Ingredients:
6 tomatillos, husked and rinsed
1 jalapeño (optional, adjust to taste)
2 ripe avocados
A handful of fresh cilantro
1/2 cup crema mexicana
1 tablespoon minced garlic
1 tablespoon chicken bouillon powder
1 tablespoon salt (or to taste)
Juice of 2 limes
1/4 white onion
Preparation:
Cook the tomatillos and jalapeño:
Place the tomatillos and jalapeño on a skillet or griddle over medium heat. Roast until the tomatillos are slightly charred and softened (about 5–7 minutes). Remove from heat and let cool slightly.
Blend the base:
In a blender or food processor, combine the roasted tomatillos, jalapeño, white onion, garlic, chicken bouillon powder, and salt. Blend until smooth.
Add avocado and cilantro:
Cut the avocados in half, remove the pits, and scoop the flesh into the blender. Add the fresh cilantro. Blend again until creamy.

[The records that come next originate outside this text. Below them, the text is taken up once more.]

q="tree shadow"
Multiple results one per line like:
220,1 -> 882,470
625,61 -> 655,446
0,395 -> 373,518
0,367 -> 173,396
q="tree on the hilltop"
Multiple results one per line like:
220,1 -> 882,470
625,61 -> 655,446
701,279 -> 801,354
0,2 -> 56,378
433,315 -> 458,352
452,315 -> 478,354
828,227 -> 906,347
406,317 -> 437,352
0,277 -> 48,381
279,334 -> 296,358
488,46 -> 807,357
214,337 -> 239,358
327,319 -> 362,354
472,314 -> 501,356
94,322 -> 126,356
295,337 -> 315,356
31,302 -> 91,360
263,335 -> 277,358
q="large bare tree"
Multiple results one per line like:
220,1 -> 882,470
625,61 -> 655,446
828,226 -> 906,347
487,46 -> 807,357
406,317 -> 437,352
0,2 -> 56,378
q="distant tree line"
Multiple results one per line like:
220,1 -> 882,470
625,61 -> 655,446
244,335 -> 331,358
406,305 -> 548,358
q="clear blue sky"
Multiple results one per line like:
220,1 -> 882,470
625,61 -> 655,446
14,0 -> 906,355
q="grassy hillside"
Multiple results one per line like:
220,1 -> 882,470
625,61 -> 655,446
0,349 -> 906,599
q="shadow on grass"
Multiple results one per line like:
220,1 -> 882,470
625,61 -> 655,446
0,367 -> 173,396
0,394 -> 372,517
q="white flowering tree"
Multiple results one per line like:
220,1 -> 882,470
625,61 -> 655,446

Incorporate crema and lime juice:
Add the crema mexicana and lime juice. Blend until fully combined. Taste and adjust seasoning with more salt or lime juice if desired.
Serve:
Transfer to a bowl and serve immediately, or chill for 30 minutes to let the flavors meld. Perfect with tortilla chips, tacos, grilled meats, or as a topping for bowls.
✅ Tips:
For a spicier salsa, leave the seeds in the jalapeño or add more.
Use ripe avocados for a smoother, creamier texture.
If you prefer a thinner salsa, add a tablespoon of water or more lime juice.